El brote que inició en Guinea en marzo de este año y su propagación a los países vecinos evidencian la gran vulnerabilidad de los países africanos al ébola, por sus débiles sistemas de salud y las pésimas condiciones sanitarias en que vive la mayoría de la población. Todas estas condiciones, unidas a la falta de educación, son ideales para la expansión y alta mortalidad del ébola, así como lo ha sido el virus del sida, entre otras de las muchas enfermedades que desde hace muchos años vienen impactando grandemente a la población africana, ante la indiferencia de la comunidad internacional.
Hasta la fecha hay pocas evidencias del contagio del virus del ébola por el aire, por lo que se considera que la transmisión entre humanos se da por el contacto directo con las secreciones de los enfermos o el material contaminado, por lo que resulta indispensable contar con el equipo y la preparación adecuada para prevenir su diseminación, lo que solamente se puede lograr con recursos económicos.
En medio de esta prolongada y lamentable situación de injusticia social, contrasta y conmueve el trabajo voluntario del personal médico, paramédicos y misioneros de diferentes partes del mundo, que junto con el personal sanitario local, exponen sus vidas en condiciones precarias para tratar de salvar a los más de 1,700 infestados.
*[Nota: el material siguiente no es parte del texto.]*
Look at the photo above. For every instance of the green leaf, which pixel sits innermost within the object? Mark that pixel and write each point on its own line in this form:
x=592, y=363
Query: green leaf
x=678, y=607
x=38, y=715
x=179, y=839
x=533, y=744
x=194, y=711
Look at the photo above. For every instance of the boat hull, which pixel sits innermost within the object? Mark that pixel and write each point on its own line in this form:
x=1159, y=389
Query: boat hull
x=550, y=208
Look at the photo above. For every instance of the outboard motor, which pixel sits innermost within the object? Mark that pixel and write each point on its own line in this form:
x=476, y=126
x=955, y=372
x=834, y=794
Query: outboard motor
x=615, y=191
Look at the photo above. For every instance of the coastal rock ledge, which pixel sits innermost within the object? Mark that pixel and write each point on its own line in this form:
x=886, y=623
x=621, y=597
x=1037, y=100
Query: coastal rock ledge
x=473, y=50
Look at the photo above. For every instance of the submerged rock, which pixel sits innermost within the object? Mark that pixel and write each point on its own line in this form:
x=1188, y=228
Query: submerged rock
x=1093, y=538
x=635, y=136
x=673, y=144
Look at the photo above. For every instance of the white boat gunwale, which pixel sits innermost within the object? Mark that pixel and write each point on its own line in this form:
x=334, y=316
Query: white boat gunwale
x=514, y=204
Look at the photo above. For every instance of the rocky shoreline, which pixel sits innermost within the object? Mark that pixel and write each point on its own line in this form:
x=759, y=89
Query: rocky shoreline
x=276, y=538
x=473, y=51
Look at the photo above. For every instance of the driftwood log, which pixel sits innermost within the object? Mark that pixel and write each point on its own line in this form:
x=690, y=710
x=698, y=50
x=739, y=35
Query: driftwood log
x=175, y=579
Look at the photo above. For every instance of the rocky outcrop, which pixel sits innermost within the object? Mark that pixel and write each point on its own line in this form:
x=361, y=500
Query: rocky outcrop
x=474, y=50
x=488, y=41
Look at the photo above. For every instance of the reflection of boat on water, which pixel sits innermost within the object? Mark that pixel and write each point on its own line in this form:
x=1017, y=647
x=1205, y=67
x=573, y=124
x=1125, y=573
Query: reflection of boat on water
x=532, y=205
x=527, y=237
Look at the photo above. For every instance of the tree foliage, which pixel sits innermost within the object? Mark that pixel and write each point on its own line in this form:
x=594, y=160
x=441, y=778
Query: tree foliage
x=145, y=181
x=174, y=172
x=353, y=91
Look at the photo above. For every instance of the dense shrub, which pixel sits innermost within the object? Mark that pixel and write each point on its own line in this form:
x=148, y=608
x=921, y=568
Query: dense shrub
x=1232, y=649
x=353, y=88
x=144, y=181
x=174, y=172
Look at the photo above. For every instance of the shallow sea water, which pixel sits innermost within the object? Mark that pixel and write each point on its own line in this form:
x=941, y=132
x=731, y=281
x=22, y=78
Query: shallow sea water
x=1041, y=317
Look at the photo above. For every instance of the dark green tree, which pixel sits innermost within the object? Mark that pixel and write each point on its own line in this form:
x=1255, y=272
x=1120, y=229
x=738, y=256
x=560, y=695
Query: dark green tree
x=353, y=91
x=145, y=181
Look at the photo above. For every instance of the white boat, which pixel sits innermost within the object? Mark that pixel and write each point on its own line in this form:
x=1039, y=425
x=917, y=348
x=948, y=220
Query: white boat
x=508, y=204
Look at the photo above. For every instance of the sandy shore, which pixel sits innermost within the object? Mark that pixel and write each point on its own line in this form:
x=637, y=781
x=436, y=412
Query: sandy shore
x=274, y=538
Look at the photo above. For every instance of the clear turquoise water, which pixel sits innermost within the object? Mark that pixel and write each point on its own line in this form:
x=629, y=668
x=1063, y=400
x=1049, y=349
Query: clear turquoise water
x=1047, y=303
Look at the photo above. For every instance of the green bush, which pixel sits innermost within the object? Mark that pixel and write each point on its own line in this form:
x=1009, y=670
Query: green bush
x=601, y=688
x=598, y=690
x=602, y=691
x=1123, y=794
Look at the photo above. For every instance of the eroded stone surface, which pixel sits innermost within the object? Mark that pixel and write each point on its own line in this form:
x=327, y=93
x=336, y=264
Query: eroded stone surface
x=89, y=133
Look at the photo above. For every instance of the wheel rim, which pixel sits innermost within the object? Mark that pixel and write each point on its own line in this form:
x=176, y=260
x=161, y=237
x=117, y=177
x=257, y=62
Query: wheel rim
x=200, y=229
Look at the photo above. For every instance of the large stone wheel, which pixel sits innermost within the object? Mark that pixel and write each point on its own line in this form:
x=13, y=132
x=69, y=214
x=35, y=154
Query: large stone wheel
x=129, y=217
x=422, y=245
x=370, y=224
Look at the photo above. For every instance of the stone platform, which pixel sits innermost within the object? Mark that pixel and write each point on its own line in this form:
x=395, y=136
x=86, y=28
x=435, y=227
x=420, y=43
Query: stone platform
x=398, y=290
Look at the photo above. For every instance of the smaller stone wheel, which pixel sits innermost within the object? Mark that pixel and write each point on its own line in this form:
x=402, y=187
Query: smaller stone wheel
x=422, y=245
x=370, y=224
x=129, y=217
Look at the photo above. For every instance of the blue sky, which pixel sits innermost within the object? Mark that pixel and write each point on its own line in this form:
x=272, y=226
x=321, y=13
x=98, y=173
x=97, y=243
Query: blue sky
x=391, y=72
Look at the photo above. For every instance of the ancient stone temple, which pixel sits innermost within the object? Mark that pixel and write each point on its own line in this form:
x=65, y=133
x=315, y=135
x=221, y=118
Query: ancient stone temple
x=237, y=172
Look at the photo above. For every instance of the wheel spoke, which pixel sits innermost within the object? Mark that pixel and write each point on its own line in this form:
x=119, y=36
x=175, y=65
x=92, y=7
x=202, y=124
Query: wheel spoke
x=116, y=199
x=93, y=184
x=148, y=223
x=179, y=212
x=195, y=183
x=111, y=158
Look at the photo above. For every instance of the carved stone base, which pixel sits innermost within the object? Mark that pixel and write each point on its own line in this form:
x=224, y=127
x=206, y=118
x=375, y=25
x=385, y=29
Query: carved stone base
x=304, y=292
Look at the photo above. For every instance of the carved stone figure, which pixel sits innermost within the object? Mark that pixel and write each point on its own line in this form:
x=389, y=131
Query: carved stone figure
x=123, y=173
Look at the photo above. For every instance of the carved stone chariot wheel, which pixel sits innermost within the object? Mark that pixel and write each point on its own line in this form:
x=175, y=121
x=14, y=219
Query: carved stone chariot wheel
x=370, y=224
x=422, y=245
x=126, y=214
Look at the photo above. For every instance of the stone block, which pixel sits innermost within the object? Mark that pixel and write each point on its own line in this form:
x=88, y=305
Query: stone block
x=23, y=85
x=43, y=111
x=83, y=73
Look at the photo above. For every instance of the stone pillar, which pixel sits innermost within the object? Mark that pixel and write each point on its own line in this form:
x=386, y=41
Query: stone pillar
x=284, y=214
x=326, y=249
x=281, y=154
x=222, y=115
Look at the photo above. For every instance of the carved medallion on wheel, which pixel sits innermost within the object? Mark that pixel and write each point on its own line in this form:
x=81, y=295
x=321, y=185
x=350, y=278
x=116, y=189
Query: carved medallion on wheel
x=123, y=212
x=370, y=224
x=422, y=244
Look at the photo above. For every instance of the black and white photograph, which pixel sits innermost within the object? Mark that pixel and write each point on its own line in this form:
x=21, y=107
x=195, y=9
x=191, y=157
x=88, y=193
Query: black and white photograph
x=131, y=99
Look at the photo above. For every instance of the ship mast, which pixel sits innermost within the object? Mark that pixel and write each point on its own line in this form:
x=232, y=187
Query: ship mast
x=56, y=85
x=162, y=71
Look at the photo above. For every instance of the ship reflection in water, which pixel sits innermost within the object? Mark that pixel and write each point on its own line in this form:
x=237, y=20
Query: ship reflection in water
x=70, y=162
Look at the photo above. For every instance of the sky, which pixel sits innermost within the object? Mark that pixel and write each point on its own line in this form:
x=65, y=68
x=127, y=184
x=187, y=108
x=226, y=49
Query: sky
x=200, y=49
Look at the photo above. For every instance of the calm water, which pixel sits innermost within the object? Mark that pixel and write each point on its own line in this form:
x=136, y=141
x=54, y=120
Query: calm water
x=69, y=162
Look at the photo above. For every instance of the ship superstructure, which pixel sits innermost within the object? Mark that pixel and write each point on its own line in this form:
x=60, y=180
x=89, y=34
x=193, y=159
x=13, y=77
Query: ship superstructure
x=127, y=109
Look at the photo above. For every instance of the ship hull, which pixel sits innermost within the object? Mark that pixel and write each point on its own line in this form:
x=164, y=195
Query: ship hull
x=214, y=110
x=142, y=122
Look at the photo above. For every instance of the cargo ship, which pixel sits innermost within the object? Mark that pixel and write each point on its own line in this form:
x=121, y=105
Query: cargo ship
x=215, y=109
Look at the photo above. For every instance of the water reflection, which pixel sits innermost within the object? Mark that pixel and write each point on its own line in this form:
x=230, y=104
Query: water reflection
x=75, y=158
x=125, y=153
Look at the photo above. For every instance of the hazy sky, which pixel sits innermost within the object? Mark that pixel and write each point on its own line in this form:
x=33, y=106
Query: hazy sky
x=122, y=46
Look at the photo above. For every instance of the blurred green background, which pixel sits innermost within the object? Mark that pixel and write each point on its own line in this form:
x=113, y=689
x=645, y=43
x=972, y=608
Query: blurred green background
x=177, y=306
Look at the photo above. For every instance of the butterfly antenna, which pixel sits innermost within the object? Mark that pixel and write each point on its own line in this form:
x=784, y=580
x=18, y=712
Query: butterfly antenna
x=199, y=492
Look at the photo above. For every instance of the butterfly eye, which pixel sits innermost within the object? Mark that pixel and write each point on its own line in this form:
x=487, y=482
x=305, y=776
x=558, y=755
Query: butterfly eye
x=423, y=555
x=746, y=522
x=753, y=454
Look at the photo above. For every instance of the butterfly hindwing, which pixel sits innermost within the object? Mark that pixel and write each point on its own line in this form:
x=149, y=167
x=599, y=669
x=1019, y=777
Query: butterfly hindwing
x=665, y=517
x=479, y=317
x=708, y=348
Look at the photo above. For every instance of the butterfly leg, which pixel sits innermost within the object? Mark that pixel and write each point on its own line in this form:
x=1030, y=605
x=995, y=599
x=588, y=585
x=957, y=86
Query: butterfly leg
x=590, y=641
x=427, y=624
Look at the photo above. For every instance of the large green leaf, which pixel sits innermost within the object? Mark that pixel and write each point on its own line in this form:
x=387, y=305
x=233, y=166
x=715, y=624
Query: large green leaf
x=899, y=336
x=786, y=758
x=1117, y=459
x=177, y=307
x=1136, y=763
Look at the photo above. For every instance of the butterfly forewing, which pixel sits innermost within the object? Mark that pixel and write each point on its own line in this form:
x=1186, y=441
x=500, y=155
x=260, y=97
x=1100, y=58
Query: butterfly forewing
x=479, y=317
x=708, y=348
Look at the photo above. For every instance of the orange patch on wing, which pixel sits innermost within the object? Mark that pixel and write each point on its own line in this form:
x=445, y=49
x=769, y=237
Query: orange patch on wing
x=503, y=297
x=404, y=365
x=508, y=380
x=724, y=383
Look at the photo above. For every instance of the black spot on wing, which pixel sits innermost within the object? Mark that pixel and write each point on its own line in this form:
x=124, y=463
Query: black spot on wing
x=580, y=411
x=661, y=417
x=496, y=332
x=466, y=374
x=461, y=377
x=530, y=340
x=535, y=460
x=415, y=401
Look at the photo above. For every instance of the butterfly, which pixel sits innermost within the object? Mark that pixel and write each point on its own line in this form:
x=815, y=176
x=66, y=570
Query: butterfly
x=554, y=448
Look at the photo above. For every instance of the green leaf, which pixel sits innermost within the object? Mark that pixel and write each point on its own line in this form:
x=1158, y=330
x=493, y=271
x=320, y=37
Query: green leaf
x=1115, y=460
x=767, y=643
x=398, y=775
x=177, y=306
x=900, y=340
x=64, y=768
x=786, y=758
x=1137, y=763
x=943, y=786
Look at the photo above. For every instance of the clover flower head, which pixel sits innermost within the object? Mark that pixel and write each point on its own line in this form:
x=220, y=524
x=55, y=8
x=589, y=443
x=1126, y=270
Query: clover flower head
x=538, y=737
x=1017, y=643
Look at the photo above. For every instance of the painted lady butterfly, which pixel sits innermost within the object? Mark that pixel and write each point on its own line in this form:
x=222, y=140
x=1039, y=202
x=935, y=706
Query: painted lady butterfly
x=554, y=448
En el brote de 1995, el 25 por ciento de los muertos por el ébola eran trabajadores de la salud y en la actual crisis alcanzan el ocho por ciento de los 932 fallecidos.
La semana pasada la OMS declaró que la epidemia del ébola en África occidental es una “emergencia de salud pública que genera preocupación a nivel internacional”, alertando sobre la necesidad de mayor vigilancia en todos los países y haciendo un llamado a la solidaridad internacional, por lo que se espera se destinen inmediatamente recursos importantes de los países ricos, para la investigación y protección de sus ciudadanos. Sin embargo, sectores intelectuales africanos ponen en duda si los medicamentos que se están desarrollando van a ser accesibles para los nativos. Asimismo, dirigentes de organismos internacionales, como Médicos sin Fronteras, expresaron que “las declaraciones no salvan vidas” si no llegan los recursos necesarios para la atención médica y el abordaje epidemiológico y de salud pública.
Más allá del llamado de la OMS a la solidaridad, tal vez el ejemplo del doctor Kent Brantly y la misionera cristiana Nancy Whitebol, de Estados Unidos; el sacerdote católico español Miguel Pajares, contagiados en Liberia; o la muerte del doctor Sheik Umar Khan, virólogo africano experto en el tema, en Sierra Leona, junto con muchos otros héroes sin nombre que representan lo mejor de la humanidad, puedan realmente llamar la atención del mundo para sensibilizarnos y solidarizarnos con África.
En Nicaragua, lo mejor que podemos hacer para prevenir el desarrollo de esta enfermad es reforzar nuestro sistema de salud, la educación sanitaria, mejorar las condiciones sanitarias, la vigilancia epidemiológica y sobre todo mitigar el hambre y desnutrición que emergen en grandes zonas del país, producto del cambio climático y las condiciones de pobreza, que pueden facilitar el desarrollo de esta y otras enfermedades. La autora es dermatóloga y epidemióloga.